5 Responses to “Steve Jobs”

  1. Your are so right, and so balanced it is refreshing. Since 1977 I never heard reasonable arguments from either side.

  2. I like what you’ve said here Nick, an important man in the computing/entertainment world, fair enough but it’s not like he did much about poverty or hunger or disease or corruption. When you consider the size of the world it’s a relatively small percentage of the western world’s population who’s lives have been “bettered” by his product!

  3. You bring up a good point Mark, one that I have no inside knowledge on, because I believe that Steve Jobs either had no philanthropic desires or processes, or he made gestures anonymously (unlike Bill Gates’ foundation), but this wasn’t really the idea of my post.

    Charity is important to most people, but it’s not a requirement of a billionaire, and not giving money does not instantly make you a bad person. My dad taught me that charity begins at home, and maybe there’s a sense of this in Steve (although I am sure he wouldn’t have missed the money).

  4. Well said Nick, I may have made a joke or too, just joined in with the fun, but I also consider Jobs to have been a great man. He started like us, and got where he deserved to be for all his efforts. One thing that struck me was how he always followed whatever product he was producing right through its design, he didn’t just let the slap an apple on the back and say it was his, he sat with them and made sure his name was on it in a physical and spiritual sense.
    And also, I like what you said about the religious aspect of Apple products. There are a lot of fanboys out there that are border line religious zealots, I think they may actually crucify me if I mention that the battery on my Iphone isn’t doing so well lately. And there are those on the other side, the android lovers who saw Steve Jobs as some con man, stealing ideas from everywhere else. But the fact is, almost every idea has been done before, he just had a way of doing some of them better which is why I like my apple products.
    The man worked hard his entire life in an industry that he helped create, he left a great mark in the development of today’s great enterprises and even inspired fictional ones (Star Trek for example). He deserved a longer life, but I thank him for what he did.
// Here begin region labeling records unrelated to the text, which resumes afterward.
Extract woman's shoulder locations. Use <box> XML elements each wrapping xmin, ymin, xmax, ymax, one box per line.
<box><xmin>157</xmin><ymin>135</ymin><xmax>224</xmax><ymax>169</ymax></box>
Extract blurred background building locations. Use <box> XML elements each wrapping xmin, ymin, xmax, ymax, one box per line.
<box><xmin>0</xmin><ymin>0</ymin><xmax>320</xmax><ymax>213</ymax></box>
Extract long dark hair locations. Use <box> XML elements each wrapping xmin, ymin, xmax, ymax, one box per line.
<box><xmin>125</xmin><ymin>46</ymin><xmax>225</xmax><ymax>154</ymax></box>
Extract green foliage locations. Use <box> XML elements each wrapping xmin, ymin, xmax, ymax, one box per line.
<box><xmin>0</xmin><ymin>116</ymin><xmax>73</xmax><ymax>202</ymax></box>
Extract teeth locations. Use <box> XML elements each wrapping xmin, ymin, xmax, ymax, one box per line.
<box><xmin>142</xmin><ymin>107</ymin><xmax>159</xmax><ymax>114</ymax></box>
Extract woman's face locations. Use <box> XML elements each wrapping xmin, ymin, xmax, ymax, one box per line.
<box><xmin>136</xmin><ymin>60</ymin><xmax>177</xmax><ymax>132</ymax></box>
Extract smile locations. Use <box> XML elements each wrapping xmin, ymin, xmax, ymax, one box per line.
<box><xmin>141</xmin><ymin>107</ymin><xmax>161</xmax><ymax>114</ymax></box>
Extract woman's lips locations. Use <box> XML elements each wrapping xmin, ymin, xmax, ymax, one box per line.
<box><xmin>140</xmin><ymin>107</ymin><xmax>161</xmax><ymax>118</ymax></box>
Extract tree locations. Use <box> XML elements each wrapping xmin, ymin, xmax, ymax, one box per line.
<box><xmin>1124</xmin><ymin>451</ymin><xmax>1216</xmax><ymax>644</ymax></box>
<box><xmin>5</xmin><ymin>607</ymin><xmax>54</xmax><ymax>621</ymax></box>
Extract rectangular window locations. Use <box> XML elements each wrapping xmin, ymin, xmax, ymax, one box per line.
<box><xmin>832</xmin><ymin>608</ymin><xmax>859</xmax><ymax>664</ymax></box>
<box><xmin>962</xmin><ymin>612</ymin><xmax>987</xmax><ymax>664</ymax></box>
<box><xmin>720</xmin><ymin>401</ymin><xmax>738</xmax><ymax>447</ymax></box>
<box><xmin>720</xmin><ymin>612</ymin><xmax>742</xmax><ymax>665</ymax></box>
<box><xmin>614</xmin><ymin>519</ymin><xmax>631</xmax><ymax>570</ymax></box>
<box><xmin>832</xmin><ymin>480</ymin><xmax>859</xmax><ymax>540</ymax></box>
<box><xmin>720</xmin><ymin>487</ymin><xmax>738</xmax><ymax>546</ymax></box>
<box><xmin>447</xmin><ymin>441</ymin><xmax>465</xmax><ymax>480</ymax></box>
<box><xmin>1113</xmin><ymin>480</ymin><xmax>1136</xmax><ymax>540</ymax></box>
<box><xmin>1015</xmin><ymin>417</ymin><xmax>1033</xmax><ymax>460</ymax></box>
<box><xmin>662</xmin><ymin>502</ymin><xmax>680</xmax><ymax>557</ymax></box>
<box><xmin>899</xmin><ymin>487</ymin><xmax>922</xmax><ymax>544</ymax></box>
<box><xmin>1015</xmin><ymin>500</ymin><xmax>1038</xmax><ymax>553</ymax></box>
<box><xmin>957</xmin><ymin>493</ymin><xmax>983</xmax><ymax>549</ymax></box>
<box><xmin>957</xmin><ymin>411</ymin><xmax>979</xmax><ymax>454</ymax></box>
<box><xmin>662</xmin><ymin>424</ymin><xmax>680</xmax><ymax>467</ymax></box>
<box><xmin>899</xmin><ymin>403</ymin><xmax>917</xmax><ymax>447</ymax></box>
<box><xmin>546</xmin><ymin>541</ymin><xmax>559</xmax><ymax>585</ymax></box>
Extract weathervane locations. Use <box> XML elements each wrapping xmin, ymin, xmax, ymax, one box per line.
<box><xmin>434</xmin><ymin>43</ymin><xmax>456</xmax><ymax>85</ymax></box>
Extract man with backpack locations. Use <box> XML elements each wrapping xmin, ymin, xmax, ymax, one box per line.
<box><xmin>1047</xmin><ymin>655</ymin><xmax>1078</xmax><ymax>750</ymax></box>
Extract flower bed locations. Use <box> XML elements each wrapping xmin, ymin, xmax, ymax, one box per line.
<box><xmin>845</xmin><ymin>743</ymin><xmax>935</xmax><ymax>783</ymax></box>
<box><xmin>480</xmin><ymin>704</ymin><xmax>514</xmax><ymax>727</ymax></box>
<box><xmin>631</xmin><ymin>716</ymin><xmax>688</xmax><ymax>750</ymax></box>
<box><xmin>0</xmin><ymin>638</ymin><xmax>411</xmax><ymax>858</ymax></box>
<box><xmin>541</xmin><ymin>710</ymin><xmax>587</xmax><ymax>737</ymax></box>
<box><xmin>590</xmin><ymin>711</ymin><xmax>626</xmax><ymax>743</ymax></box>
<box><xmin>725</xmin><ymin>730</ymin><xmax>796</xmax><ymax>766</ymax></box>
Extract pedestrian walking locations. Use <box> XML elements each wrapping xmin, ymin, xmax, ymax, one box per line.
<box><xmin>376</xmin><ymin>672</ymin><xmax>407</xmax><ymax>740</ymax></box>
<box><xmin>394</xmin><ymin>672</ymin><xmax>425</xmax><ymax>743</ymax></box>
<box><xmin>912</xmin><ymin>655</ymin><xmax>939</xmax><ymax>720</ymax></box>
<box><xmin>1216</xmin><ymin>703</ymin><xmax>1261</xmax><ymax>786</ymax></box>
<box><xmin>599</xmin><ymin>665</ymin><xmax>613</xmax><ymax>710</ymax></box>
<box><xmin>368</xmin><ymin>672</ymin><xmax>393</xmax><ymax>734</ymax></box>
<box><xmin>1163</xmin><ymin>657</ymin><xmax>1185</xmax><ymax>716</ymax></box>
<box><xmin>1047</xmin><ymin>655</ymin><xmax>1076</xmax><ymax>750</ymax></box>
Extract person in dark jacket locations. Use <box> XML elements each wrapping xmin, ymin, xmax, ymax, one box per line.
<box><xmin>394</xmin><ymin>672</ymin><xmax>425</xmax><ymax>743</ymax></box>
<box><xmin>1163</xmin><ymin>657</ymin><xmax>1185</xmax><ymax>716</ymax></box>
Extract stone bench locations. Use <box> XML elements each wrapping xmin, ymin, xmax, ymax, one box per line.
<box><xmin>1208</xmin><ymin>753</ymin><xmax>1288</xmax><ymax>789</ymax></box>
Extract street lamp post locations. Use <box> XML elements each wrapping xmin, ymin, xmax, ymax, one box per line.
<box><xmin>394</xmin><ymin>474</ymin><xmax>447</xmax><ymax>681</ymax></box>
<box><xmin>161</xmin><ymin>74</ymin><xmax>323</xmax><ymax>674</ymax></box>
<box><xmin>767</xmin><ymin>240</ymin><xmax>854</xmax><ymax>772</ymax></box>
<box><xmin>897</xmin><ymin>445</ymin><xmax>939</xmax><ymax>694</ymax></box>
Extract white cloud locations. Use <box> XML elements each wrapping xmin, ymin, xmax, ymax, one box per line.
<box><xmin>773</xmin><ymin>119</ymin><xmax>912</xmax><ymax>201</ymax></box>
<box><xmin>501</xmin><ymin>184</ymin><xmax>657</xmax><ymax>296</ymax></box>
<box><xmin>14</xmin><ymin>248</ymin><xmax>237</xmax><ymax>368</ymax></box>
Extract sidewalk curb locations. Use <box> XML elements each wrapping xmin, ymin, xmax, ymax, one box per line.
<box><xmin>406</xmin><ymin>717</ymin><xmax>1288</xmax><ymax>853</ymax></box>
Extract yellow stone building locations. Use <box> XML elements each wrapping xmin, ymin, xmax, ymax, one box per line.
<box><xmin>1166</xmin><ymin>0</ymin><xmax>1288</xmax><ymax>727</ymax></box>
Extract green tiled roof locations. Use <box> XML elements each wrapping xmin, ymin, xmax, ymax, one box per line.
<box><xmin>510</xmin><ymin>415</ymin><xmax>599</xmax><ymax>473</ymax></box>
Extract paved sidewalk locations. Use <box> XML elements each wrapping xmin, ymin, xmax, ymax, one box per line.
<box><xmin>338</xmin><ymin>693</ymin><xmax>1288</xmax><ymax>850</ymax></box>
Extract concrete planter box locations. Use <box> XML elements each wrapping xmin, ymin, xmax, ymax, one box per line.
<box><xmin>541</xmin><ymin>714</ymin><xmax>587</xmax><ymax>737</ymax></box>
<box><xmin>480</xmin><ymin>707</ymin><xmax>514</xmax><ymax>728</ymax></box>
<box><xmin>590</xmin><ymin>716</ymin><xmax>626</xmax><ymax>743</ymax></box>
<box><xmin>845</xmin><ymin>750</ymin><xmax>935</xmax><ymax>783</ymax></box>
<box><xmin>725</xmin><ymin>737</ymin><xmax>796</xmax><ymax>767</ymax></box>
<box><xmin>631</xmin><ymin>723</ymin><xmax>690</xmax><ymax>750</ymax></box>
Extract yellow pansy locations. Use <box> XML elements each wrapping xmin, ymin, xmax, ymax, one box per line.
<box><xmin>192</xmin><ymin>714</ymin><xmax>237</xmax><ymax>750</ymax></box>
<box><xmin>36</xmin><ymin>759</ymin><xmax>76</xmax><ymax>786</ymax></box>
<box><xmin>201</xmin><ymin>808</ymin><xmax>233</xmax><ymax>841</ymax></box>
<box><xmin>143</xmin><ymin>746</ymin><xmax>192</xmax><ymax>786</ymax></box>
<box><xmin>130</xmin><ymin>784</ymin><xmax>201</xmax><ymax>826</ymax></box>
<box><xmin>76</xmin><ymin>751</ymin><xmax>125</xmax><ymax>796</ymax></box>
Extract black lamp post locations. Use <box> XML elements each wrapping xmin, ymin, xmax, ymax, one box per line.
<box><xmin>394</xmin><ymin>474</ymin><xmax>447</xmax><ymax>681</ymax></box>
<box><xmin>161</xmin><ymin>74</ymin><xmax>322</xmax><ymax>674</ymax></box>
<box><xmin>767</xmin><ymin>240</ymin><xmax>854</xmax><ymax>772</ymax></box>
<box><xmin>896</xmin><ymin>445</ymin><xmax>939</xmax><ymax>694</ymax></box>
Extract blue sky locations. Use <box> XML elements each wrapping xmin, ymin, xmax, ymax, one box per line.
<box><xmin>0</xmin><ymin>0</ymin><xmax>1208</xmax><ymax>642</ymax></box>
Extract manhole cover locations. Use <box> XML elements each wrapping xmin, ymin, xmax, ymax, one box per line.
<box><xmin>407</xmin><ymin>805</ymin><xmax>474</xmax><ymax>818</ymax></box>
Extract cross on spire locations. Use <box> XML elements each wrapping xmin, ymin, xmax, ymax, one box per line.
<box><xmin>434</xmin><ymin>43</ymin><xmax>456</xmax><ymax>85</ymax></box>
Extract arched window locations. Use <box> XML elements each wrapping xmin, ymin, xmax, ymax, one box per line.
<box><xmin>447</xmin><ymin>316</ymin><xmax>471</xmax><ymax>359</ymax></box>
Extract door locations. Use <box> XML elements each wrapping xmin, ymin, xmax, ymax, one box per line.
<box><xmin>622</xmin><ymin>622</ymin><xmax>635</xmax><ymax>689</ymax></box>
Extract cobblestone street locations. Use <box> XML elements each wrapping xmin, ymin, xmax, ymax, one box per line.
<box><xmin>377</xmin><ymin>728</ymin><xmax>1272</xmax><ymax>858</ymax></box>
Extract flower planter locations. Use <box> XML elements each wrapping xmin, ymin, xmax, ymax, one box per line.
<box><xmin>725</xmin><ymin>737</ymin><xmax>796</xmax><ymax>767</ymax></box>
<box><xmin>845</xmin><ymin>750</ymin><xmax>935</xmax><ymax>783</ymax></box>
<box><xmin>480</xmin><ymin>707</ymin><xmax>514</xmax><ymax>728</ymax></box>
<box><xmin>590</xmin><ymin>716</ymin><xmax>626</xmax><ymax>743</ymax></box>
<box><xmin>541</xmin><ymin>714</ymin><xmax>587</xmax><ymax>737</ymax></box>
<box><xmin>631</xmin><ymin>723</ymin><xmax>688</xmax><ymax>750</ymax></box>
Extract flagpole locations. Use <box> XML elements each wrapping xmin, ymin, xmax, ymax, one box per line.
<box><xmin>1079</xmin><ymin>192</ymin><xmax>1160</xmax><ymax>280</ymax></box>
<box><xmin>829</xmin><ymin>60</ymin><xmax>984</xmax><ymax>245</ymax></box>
  5. I think I was trying to draw a comparison with him being put on a pedestal or “sainted” if you like, to so many unsung heroes who really do make a difference to peoples welfare or life expectancy. I agree that being wealthy doesn’t have to equal being charitable and clearly history would suggest that generous philanthropists don’t always remain billionaires!! I think I was reacting to some over the top gushing. I presume Jobs has left Apple in a good state, and his stepping down at an appropriate time will mean that the stock markets don’t do a crazy on them. Although he was important in setting the company’s standards I suspect Apple will carry on bringing creative products to market. So will he be missed? certainly by his family! will his passing rock the world? nope!
    Not too sure he inspired fictional enterprises, according to Wikipedia it would be the other way around! ( http://tinyurl.com/69tor2m ) He was good at what he did, he was clearly set in a unique mould, he was a leader and a motivator and he got the best out of most of those he employed. Great leaders are after all great delegators! Apparently he head hunted the PepsiCo Marketing VP, John Sculley, with this pitch “Would you prefer to sell sugar water for the rest of your life or come with me and change the world?” this has gone down in folklore or urban myth as a great pitch, but it turned out that John Sculley was a bit of a disaster for Apple and Jobs! Anyway, plenty of people have died since and for all their families it’s a tragedy so I probably won’t be making another comment about him again! btw, it’s too late at night to be making much sense, I’ll look at this tomorrow and see if I’ve made any glaring errors!